All appeals must be in writing and shall include the following information that may be submitted using the Appeals Forms found on http://openrecords.state.pa.us:

  • A copy of the Right-to-Know Request
  • A copy of the denial letter submitted by the Agency – If the agency does not respond in writing within five business days, the request is “deemed denied” (automatically denied) and can be appealed.
  • State the grounds you believe the record is a public record – you must state why you believe the requested record is a public record – a general statement that the record is public under the Right-to-Know Law is insufficient.
  • Address all grounds that the Agency raised in its denial – you must state why you believe each of the agency’s denial, arguments, and exemptions are incorrect – a general statement that the agency is incorrect is insufficient.

The Office of Open Records is required to dismiss any appeal that does not include this information.

When the Office of Open Records receives the appeal, it has 30 days from the date of receipt of the appeal to issue a Final Determination.

The Office of Open Records may conduct a hearing (which is a non-appealable decision) or an in camera review. It may decide the case on the basis of the information filed with the Office. It may seek additional information from the involved parties. In most cases, the Office of Open Records will issue a Final Determination based on information and evidence provided to our Office without conducting a hearing.

When the Office of Open Records issues a Final Determination it is binding on the Agency and requester.

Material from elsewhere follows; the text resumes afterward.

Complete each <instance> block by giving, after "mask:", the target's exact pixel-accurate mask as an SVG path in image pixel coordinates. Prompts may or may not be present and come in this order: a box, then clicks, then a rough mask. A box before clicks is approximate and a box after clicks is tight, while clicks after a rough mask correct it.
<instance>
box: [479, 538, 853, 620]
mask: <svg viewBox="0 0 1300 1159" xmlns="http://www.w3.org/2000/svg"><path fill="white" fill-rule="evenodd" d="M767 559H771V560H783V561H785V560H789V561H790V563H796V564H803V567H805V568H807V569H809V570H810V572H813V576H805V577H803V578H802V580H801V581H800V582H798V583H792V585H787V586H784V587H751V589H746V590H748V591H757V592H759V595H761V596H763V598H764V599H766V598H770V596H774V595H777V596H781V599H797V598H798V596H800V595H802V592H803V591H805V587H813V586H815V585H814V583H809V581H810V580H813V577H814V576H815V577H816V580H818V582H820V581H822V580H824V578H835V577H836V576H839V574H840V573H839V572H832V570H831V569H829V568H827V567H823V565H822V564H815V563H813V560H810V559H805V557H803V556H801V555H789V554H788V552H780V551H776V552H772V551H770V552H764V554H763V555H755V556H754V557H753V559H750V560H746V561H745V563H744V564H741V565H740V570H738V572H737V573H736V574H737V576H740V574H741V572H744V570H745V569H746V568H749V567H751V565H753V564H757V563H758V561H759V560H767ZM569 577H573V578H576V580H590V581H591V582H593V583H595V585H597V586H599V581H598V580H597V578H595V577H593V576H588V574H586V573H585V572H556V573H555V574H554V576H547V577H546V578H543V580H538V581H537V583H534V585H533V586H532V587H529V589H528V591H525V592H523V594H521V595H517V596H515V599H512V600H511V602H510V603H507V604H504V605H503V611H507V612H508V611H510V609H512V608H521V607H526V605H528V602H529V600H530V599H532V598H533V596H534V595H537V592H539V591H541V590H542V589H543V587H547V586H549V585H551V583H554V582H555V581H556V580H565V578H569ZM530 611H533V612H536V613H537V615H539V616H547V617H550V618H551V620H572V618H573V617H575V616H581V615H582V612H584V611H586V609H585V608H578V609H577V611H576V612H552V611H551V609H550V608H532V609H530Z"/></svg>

If the Agency or the requester wants to appeal the ruling of the Office of Open Records, the appeal must be filed with the appropriate court within 30 calendar days of the mailing of the Final Determination by the Office.

If the parties appeal a Final Determination to Commonwealth Court or a Court of Common Pleas, the Right-to-Know Law requires that the Office of Open Records be served notice of the appeal.

The fee for a standard 8 1/2 x 11 black and white document is up to to 25 cents per page.

  • Postage fees may not exceed the actual cost of mailing.
  • If an Agency offers enhanced electronic access it can establish user fees that must be approved by the Office of Open Records.
  • An Agency cannot charge for the time it takes to redact a document or the legal review needed to determine if a document is a public record.
  • An Agency may require pre-payment if the fees are expected to exceed $100.
  • An Agency may withhold public records if you have not paid for previous requested records.

The law provides a civil penalty of up to $1,500 if an Agency denies access to a public record in bad faith and up to $500 per day when an Agency does not promptly comply with a court order to release records under the act.

If a court holds that records were denied based on an unreasonable interpretation of law, or in bad faith, an Agency can be required to pay attorneys’ fees. If your RTK appeal is deemed frivolous by the court, the requester or agency can be required to pay attorneys’ fees.